Dans les draps blancs où s’enveloppent les souvenirs heureux de la chair, Corine (Cécile de France, radieuse et à fleur de peau) plonge dans une douleur insondable. De l’extase aux larmes, il n’y a qu’une ellipse temporelle du cinéma. « I’m cold inside ». »
La cinéaste sait toujours aussi bien sublimer les actrices les plus belles en les « défigurant » par la souffrance qu’elles portent en elle. Leur hypersensibilité sert de moteur au récit. Naturellement, les splendides paysages de Mongolie incitent la réalisatrice à être plus contemplative. Tout comme les rites chamaniques l’obligent à interrompre une éventuelle dramaturgie. C’est en fait dans ces moments-là que son film parvient à nous transporter. Car le contexte / prétexte qui sert de fil conducteur dramatique au scénario est de loin l’élément le plus faible du film.
« C’est pour les esprits. Ils aiment bien la vodka et les clopes. »
On regrette alors que ces scènes de transe ne soient pas plus longues, plus immersives. Si Fabienne Berthaud ne sauve pas un récit trop lisse et convenu, rappelant Ghost, elle réussit à donner du relief à son film dès qu’il s’agit de quitter l’illustration. Elle est en effet davantage inspirée pour manipuler le montage et l’image quand son personnage entre dans une autre dimension spirituelle. Mais c’est surtout la partie scientifique/technique qu’elle filme le mieux, en amenant l’imagerie médicale à un cinéma purement visuel jusqu’à cette séquence finale digne d’un film de science-fiction.

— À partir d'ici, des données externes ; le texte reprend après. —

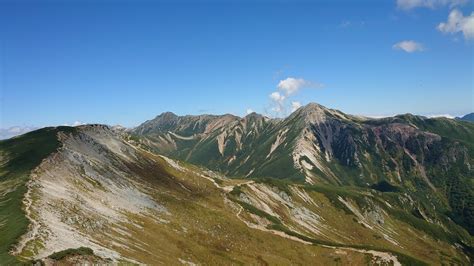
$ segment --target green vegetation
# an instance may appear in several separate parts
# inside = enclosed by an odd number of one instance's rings
[[[58,146],[59,131],[72,132],[69,127],[43,128],[25,135],[0,141],[0,261],[16,264],[8,252],[28,228],[22,209],[23,195],[30,172]]]
[[[80,247],[80,248],[68,248],[56,253],[53,253],[48,256],[53,260],[62,260],[69,256],[77,256],[77,255],[94,255],[94,251],[87,247]]]
[[[394,186],[389,182],[382,180],[376,184],[370,186],[371,189],[375,189],[380,192],[400,192],[401,189],[398,186]]]

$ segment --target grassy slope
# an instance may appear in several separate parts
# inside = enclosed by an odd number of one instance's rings
[[[58,146],[57,132],[71,128],[43,128],[0,142],[0,261],[19,261],[8,251],[28,228],[22,209],[30,172]]]

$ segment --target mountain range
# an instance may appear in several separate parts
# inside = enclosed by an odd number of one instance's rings
[[[0,142],[0,260],[469,265],[473,165],[471,122],[315,103],[43,128]]]

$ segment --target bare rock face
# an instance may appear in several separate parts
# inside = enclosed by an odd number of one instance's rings
[[[474,176],[471,123],[414,115],[369,119],[311,103],[285,119],[165,113],[132,132],[155,152],[230,176],[360,187],[386,181],[415,194],[441,191],[457,215],[474,211],[455,195],[474,190],[467,181]],[[474,216],[461,220],[474,230]]]

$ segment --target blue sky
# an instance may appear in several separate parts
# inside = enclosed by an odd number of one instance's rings
[[[309,102],[461,115],[474,111],[473,10],[460,0],[0,1],[0,128],[136,126],[164,111],[284,116]]]

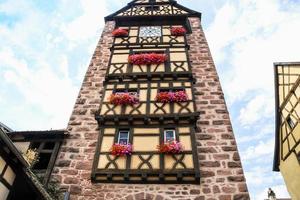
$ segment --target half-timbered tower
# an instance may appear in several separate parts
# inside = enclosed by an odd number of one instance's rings
[[[53,179],[71,199],[249,199],[201,14],[135,0],[105,21]]]
[[[300,199],[300,62],[275,63],[275,157],[292,199]]]

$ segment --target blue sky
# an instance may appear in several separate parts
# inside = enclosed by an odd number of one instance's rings
[[[0,121],[15,130],[65,128],[103,17],[127,2],[0,0]],[[300,1],[178,2],[203,14],[251,199],[268,187],[288,197],[272,172],[273,62],[299,61]]]

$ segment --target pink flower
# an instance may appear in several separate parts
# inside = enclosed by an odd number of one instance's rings
[[[183,27],[172,27],[171,35],[173,36],[183,36],[186,33],[186,29]]]
[[[110,95],[109,102],[114,105],[134,105],[139,103],[139,98],[130,93],[116,93]]]
[[[131,144],[113,144],[110,152],[112,155],[115,156],[125,156],[125,155],[131,155],[133,151],[133,147]]]
[[[160,103],[186,102],[188,95],[185,91],[160,92],[156,95],[156,101]]]
[[[166,54],[144,53],[130,55],[128,57],[128,62],[133,65],[150,65],[164,63],[167,59],[168,57]]]
[[[178,154],[183,152],[183,146],[178,141],[163,143],[157,146],[160,153]]]

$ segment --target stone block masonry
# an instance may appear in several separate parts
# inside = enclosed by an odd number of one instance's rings
[[[113,22],[107,22],[86,72],[71,115],[52,180],[71,193],[71,200],[248,200],[249,194],[217,71],[200,19],[190,18],[189,56],[196,78],[196,143],[200,185],[93,184],[91,169],[99,128],[103,81],[113,42]]]

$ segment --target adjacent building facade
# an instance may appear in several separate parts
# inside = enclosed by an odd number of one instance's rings
[[[74,200],[249,199],[201,14],[135,0],[105,20],[52,180]]]
[[[276,132],[274,171],[292,199],[300,199],[300,63],[275,63]]]

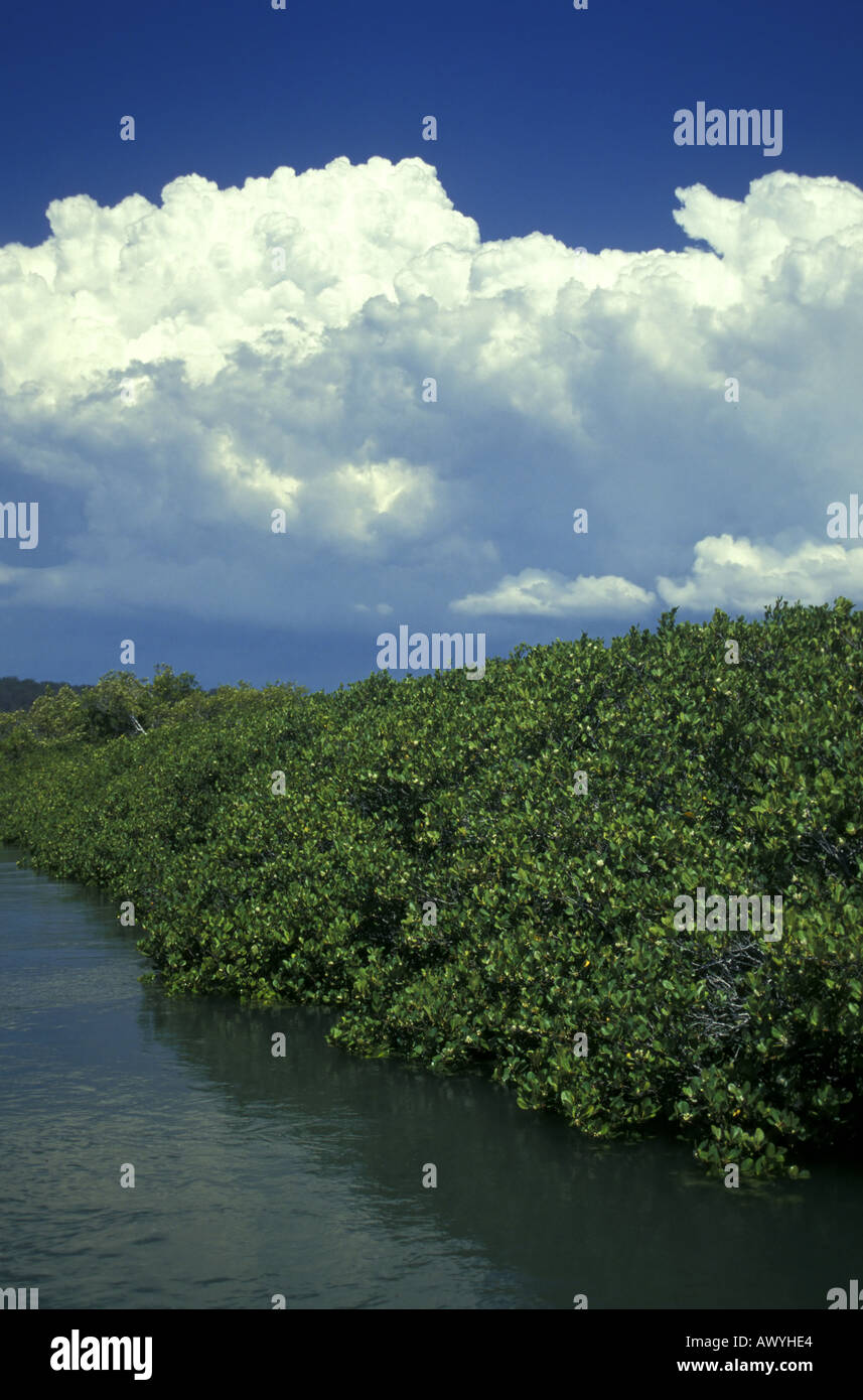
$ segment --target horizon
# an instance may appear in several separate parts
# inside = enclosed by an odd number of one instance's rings
[[[10,18],[0,671],[859,603],[856,8],[90,18]]]

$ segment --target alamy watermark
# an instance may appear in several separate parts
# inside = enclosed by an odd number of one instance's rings
[[[39,543],[39,503],[0,501],[0,539],[17,539],[18,549],[35,549]]]
[[[771,134],[771,109],[757,106],[730,108],[723,112],[706,102],[697,102],[695,112],[681,106],[674,113],[676,146],[764,146],[762,155],[782,155],[782,108],[773,108],[773,133]],[[751,137],[751,139],[750,139]]]
[[[701,932],[727,932],[727,930],[748,930],[750,916],[753,928],[766,930],[764,941],[775,944],[782,938],[782,895],[711,895],[705,902],[706,890],[699,885],[695,890],[695,903],[688,895],[678,895],[674,900],[674,928],[691,932],[692,928]],[[773,921],[769,923],[771,900],[773,903]],[[695,911],[695,921],[692,913]],[[705,917],[706,916],[706,917]],[[741,923],[743,920],[743,923]]]
[[[474,645],[476,641],[476,645]],[[452,671],[466,668],[470,680],[485,675],[484,631],[410,631],[399,627],[399,640],[392,631],[378,637],[378,668],[380,671]]]

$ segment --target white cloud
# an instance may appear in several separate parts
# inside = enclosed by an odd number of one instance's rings
[[[552,617],[580,612],[599,615],[627,613],[646,608],[656,595],[627,578],[606,574],[603,578],[564,578],[541,568],[523,568],[506,574],[487,594],[470,594],[450,603],[453,612],[508,613],[511,616]]]
[[[737,608],[759,613],[776,598],[824,603],[863,595],[863,549],[807,542],[789,553],[730,535],[695,545],[695,563],[684,584],[657,578],[656,591],[673,606],[708,612]]]
[[[41,501],[0,599],[324,626],[355,598],[622,616],[655,602],[628,577],[705,610],[853,596],[821,540],[859,487],[863,193],[677,197],[708,249],[484,244],[421,160],[52,203],[0,249],[0,496]]]

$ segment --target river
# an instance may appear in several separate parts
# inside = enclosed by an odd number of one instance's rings
[[[487,1077],[352,1058],[331,1012],[169,1000],[115,903],[21,854],[0,847],[0,1288],[45,1309],[821,1309],[863,1278],[860,1166],[729,1190],[684,1144],[597,1144]]]

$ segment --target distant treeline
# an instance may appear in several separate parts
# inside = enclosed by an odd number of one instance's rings
[[[158,671],[158,668],[157,668]],[[62,689],[74,690],[76,694],[81,694],[83,690],[90,690],[94,686],[73,686],[67,680],[20,680],[18,676],[0,676],[0,714],[11,714],[13,710],[29,710],[34,700],[43,696],[46,690],[56,692]],[[214,696],[217,692],[201,690],[201,694]]]
[[[326,694],[112,672],[0,714],[0,837],[108,890],[169,994],[329,1005],[355,1054],[796,1176],[863,1148],[852,608]]]
[[[0,676],[0,711],[8,714],[11,710],[29,710],[34,700],[43,696],[48,687],[59,690],[64,680],[18,680],[17,676]],[[83,690],[84,686],[70,686],[70,690]]]

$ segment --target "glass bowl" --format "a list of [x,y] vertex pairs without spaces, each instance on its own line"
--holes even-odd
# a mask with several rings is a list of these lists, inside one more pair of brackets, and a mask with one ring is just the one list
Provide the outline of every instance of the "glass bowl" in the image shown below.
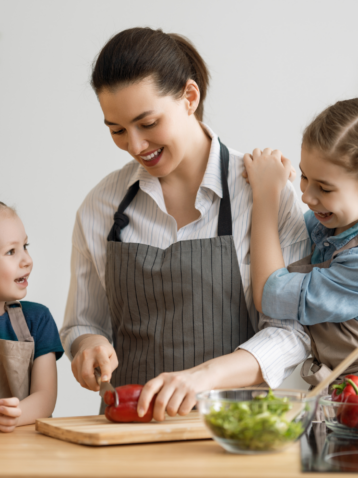
[[317,405],[306,393],[246,388],[209,390],[196,398],[205,425],[225,450],[259,454],[281,451],[306,431]]
[[334,402],[330,395],[321,397],[319,403],[328,428],[336,435],[358,438],[358,404]]

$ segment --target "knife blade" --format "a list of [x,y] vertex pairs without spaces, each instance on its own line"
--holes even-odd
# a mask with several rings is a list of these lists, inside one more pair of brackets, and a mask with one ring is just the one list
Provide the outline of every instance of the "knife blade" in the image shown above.
[[103,398],[104,394],[106,392],[114,393],[114,405],[115,405],[115,407],[118,407],[119,398],[118,398],[117,390],[113,387],[113,385],[111,385],[110,382],[102,382],[102,380],[101,380],[101,369],[99,367],[94,369],[94,375],[96,377],[98,385],[100,386],[100,389],[99,389],[100,396]]

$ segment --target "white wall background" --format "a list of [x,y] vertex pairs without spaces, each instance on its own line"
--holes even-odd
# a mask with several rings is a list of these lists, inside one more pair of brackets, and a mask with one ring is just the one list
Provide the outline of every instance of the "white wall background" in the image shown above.
[[[130,159],[89,86],[112,35],[150,26],[189,37],[211,70],[206,122],[239,151],[278,147],[297,167],[313,115],[357,96],[357,18],[356,0],[0,0],[0,200],[29,235],[27,300],[61,326],[75,212]],[[55,416],[96,414],[98,395],[80,388],[66,357],[58,370]],[[305,386],[297,371],[284,385]]]

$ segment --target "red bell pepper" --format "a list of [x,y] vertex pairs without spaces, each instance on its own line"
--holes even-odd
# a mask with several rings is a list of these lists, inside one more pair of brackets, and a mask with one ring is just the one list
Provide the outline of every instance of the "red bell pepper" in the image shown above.
[[358,428],[358,377],[346,375],[342,383],[333,385],[332,400],[341,402],[337,420],[349,428]]
[[346,375],[343,382],[333,385],[331,398],[334,402],[344,402],[350,395],[358,394],[358,377]]
[[358,395],[349,395],[337,412],[339,423],[349,428],[358,428]]
[[139,396],[143,389],[143,385],[122,385],[116,387],[118,394],[119,405],[114,406],[114,393],[106,392],[104,395],[104,402],[107,405],[105,410],[106,418],[111,422],[150,422],[153,418],[154,400],[151,401],[147,413],[143,417],[139,417],[137,413],[137,405]]

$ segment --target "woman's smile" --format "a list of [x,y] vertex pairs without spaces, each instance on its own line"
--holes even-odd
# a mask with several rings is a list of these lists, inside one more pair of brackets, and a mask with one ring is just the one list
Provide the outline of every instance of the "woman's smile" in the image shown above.
[[164,146],[162,148],[159,148],[157,150],[154,150],[154,151],[149,151],[149,153],[145,154],[145,155],[140,155],[139,157],[145,161],[145,165],[149,168],[151,168],[152,166],[155,166],[156,164],[159,163],[160,159],[162,158],[163,156],[163,150],[164,150]]

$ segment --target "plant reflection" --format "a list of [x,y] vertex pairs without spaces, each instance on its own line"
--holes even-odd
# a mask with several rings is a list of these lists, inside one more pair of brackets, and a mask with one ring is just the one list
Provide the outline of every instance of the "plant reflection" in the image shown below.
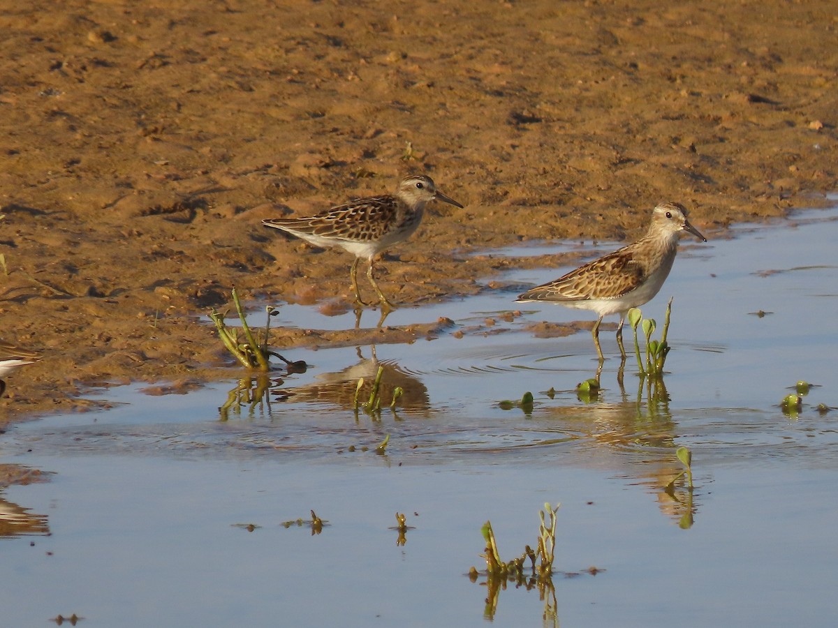
[[[391,360],[379,361],[375,345],[370,345],[370,357],[365,358],[361,347],[357,347],[359,362],[335,373],[323,373],[311,383],[289,388],[283,391],[286,399],[294,401],[327,403],[342,409],[349,410],[358,416],[356,399],[364,400],[370,396],[378,378],[377,394],[385,406],[390,405],[396,390],[401,389],[396,405],[411,410],[428,411],[430,399],[427,388],[418,378],[402,370]],[[378,378],[379,368],[383,369]],[[363,378],[359,388],[358,383]],[[368,414],[374,420],[380,419],[380,409]],[[399,416],[393,409],[393,416]]]
[[[597,445],[608,445],[595,447],[595,456],[611,456],[615,450],[618,454],[654,452],[643,461],[639,474],[636,470],[631,473],[657,496],[661,512],[688,528],[694,522],[697,506],[693,489],[684,486],[682,479],[678,481],[681,467],[675,456],[677,424],[672,420],[664,375],[639,373],[636,393],[631,395],[624,386],[623,369],[624,361],[617,372],[618,400],[609,399],[608,388],[600,387],[600,364],[594,376],[574,391],[582,405],[555,408],[551,414],[562,419],[566,429],[578,431]],[[547,394],[555,395],[556,391]]]
[[19,465],[0,465],[0,538],[15,538],[28,534],[49,534],[47,515],[30,512],[3,498],[3,488],[13,484],[45,481],[44,474]]

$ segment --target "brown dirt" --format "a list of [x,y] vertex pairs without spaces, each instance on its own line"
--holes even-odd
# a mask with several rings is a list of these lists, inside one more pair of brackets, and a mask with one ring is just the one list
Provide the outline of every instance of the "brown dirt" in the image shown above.
[[465,208],[435,203],[378,267],[403,303],[491,289],[508,261],[463,250],[630,239],[660,200],[713,234],[836,188],[832,0],[6,5],[0,337],[48,356],[7,416],[229,376],[198,315],[234,284],[346,307],[349,256],[260,220],[408,172]]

Aussi, on ressort un peu frustré. On aurait aimé voir comment, par sa double culture (la science et la transe), Corine a construit un pont entre des expériences spirituelles ancestrales et des expériences neurologiques ultra-pointues. Le film entrouvre une porte quand on aurait aimé voir l’horizon qui se dessinait devant nous. On aurait aimé découvrir ce « monde plus grand » plutôt que de s’enfermer dans une si terrienne histoire de deuil. Dès lors que son cinéma est plus riche en cherchant à traduire visuellement les étranges sensations provoquées dans/par le cerveau, on se fiche assez du drame romantique, basique, et on se plaît à imaginer une œuvre cathartique, entre surnaturel et science-fiction.
Depuis Franckie en 2005, Fabienne Berthaud maîtrise les névroses et leur conséquences physiques à la manière d’une impressionniste qui observe le hors champs et les marges. Il n’est pas étonnant qu’en se promenant sur des sentiers battus, elle y perde un peu de son âme. Ce qui n’empêche pas l’ironie et la distance nécessaires dès lors qu’on traite de ce sujet. Ce qui n’entrave jamais la beauté et la sincérité qu’elle a voulu insuffler dans ses images.